La película empieza a saco. Una estación de trenes. Dos tipos que toman un café. Uno es el tío de un niño con deficiencia física y mental al que todavía no conocemos y el otro es el padre del niño. En la conversación sale que el padre abandonó al niño nada más nacer, en el momento mismo de la muerte de la madre que apenas tenía diecinueve años (el detalle lo conoceremos luego). Melodrama al canto. Un niño deficiente, un padre miserable, una madre que murió en el parto: o sea, Sarita Montiel muriéndose en el escenario soltando el último gorgorito. Pues no. Nada de eso. La película impresionante de Gianni Amelio es otra cosa. Y tanto que es otra cosa. Es el viaje inmisericorde por las tripas insurgentes de la paternidad recién descubierta, de la culpa, del dolor insoportable, de la compasión, de la rabia, de las estrategias que a ratos urdimos para ocultar en la semiótica de la piedad la obscena geometría de una miseria moral cuya sola formulación pone los pelos de punta. El padre recoge al niño para llevarlo en Berlín a un hospital. El tren es el espacio del encuentro y después serán muchos los trenes que no pararán de cruzar por delante de la ventana del hotel donde se hospedan: la provisionalidad del viaje en los vagones contrasta con la quietud del viaje que emprenden padre e hijo al amparo de un destino que se va afirmando a cada paso: las llaves que una y mil veces esgrime el niño como símbolo del poder adulto, de una seguridad que nadie podrá robarle, el instrumento que le servirá para abrir o cerrar puertas -las nuevas que se le ofrecen o las de siempre- en el regreso.
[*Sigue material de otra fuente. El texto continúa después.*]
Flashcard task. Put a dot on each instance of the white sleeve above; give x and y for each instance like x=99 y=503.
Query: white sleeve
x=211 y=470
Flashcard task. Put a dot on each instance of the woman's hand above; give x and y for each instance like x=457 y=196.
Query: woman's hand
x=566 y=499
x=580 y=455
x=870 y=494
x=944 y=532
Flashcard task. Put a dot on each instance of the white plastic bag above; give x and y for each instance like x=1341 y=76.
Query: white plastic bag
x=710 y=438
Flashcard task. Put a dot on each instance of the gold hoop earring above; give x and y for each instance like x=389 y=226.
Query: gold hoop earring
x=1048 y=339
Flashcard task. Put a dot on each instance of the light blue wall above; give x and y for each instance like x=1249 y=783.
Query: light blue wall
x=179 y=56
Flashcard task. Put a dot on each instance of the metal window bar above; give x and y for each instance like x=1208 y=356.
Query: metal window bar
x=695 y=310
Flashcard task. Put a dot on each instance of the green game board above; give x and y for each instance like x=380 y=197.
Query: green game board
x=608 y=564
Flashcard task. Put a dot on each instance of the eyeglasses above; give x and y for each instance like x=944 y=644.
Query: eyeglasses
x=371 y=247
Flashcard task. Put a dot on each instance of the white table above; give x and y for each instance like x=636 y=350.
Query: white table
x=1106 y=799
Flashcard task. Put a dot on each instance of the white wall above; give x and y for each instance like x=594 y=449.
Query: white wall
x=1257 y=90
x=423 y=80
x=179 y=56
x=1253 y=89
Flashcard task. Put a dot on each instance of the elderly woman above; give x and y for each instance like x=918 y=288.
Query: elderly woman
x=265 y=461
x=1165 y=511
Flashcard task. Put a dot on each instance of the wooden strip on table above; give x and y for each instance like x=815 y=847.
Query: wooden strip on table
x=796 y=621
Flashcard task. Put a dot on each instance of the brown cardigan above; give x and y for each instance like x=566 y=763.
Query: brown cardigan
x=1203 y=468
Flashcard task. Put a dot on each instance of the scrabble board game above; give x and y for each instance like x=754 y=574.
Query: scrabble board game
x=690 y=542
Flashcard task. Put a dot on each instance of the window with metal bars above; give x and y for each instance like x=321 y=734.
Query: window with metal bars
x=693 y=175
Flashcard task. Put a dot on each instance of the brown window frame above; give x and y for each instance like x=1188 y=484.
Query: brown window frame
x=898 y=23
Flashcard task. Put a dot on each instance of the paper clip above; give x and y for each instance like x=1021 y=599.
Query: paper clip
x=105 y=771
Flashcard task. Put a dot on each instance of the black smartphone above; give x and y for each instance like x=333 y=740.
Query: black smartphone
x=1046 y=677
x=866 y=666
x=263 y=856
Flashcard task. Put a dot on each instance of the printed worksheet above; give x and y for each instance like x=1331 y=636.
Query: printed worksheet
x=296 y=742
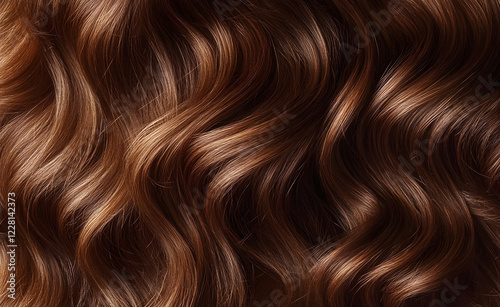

En el hospital conviven aquella piedad y un sufrimiento inacabable. Una impresionante Charlotte Rampling, madre de una joven enferma desde su nacimiento, surge en un escorzo medio a oscuras para decirle al nuevo padre que ha dedicado la vida a su hija y que a veces ha llegado a pensar que lo mejor sería que la hija se muriera. Sufrir y dejar de sufrir, ofrecer la compasión y enseguida la cicuta que acabe de una puta vez con el sufrimiento, la necesidad de seguir adelante inventándonos una historia de amor imposible por las llanuras nubladas de Noruega, el camino de regreso a la casa del padre recién estrenado y en un sólo segundo, en uno sólo, la historia que da un vuelco y se nos abre en mil direcciones posibles porque los sentimientos de verdad no son los que te hacen llorar confortables lágrimas de cocodrilo sino los que te dejan a la intemperie, sin respuestas, con el destino a medio trazar, más lejos de cualquier solución a los conflictos, más solos. El viaje culmina, pues, así. Un paisaje sin horizonte, dos estatuas grises lejos de la velocidad cruzada de los trenes, las llaves que no se sabe si abrirán o cerrarán las puertas de tampoco sabemos qué casa o qué abismo abierto a nuestro paso por la historia que nos cuenta esta película, una película que pase por ella y por nosotros el tiempo que pase no podremos olvidar tan fácilmente.